Anambas _ Ranaipos.com : Pemerintah Kabupaten Kepulauan Anambas memberikan klarifikasi sekaligus menyampaikan permohonan maaf kepada masyarakat terkait beredarnya foto Bupati Kepulauan Anambas bersama rombongan yang terlihat mengendarai sepeda motor tanpa menggunakan helm.
Foto tersebut sebelumnya beredar di media sosial dan kemudian menjadi pemberitaan salah satu media online. Dalam pemberitaan yang diterbitkan Metrozone.net pada Kamis (18/6/2026), disebutkan bahwa foto itu diperoleh dari sebuah grup Facebook Batam. Namun, dalam berita tersebut juga dijelaskan bahwa waktu dan kronologi kejadian belum diketahui secara pasti.
Menanggapi pemberitaan yang berkembang di tengah masyarakat, Pemerintah Kabupaten Kepulauan Anambas melalui siaran pers yang diterbitkan pada Jumat (19/6/2026) memberikan penjelasan terkait peristiwa tersebut.
Dalam keterangan resminya, Pemkab Anambas menjelaskan bahwa kejadian itu berlangsung setelah prosesi penyambutan dai nasional Ustadz Das’ad Latif yang dilakukan secara adat oleh Lembaga Adat Melayu (LAM) Kabupaten Kepulauan Anambas.
Prosesi penyambutan tersebut dihadiri oleh Bupati dan Wakil Bupati Kepulauan Anambas, Sekretaris Daerah, unsur Forum Koordinasi Pimpinan Daerah (Forkopimda), instansi vertikal, organisasi perangkat daerah, tokoh masyarakat, pelajar, serta berbagai elemen masyarakat lainnya.
Setelah prosesi adat selesai, rombongan bersama Ustadz Das’ad Latif berjalan kaki menuju Rumah Dinas Bupati untuk beristirahat sekaligus bersilaturahmi. Dalam pembahasan persiapan kegiatan keagamaan yang akan dilaksanakan, muncul inisiatif untuk meninjau langsung lokasi Tabligh Akbar yang berada di kawasan Masjid Agung Baitul Makmur Anambas.
Lokasi tersebut berjarak sekitar satu kilometer dari tempat Ustadz Das’ad Latif menginap.

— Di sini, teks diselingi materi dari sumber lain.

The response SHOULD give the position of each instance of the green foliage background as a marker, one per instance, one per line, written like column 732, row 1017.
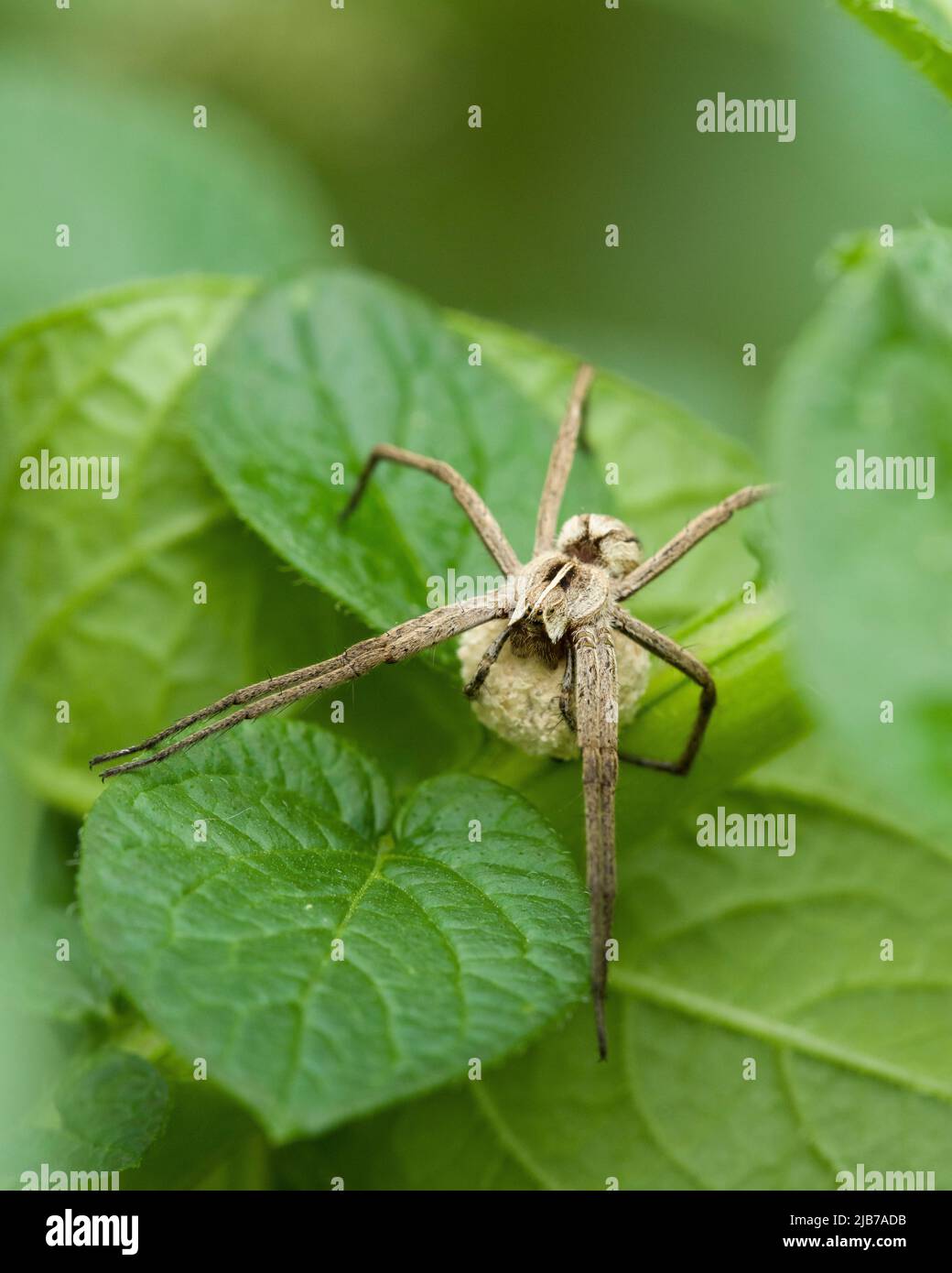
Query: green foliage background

Dalam situasi yang berlangsung secara spontan, Bupati bersama Ustadz Das’ad Latif dan beberapa anggota rombongan memutuskan menuju lokasi menggunakan sepeda motor.
Saat itu, rombongan masih mengenakan peci dan atribut prosesi penyambutan adat sehingga tidak menggunakan helm sebagaimana ketentuan keselamatan berlalu lintas.
Pemkab Anambas mengakui bahwa keselamatan berkendara dan kepatuhan terhadap peraturan lalu lintas merupakan hal yang sangat penting, termasuk bagi pejabat publik yang memiliki tanggung jawab untuk memberikan contoh kepada masyarakat.
“Atas kejadian yang terjadi, kami menyampaikan permohonan maaf kepada masyarakat. Kejadian ini menjadi bahan evaluasi agar seluruh kegiatan ke depan tetap memperhatikan aspek keselamatan, ketertiban, dan kepatuhan terhadap aturan yang berlaku,” demikian kutipan dalam siaran pers tersebut.
Selain menyampaikan permohonan maaf, Pemerintah Kabupaten Kepulauan Anambas juga mengapresiasi perhatian dan masukan dari masyarakat terkait kejadian tersebut. Pemkab turut menyampaikan terima kasih kepada pihak kepolisian serta seluruh pihak yang telah mendukung suksesnya pelaksanaan Tabligh Akbar sehingga berlangsung aman, tertib, dan kondusif.
Pemkab Anambas menegaskan komitmennya untuk terus terbuka terhadap kritik dan saran yang konstruktif sebagai bagian dari upaya mewujudkan tata kelola pemerintahan yang baik, transparan, dan bertanggung jawab.*(Heri).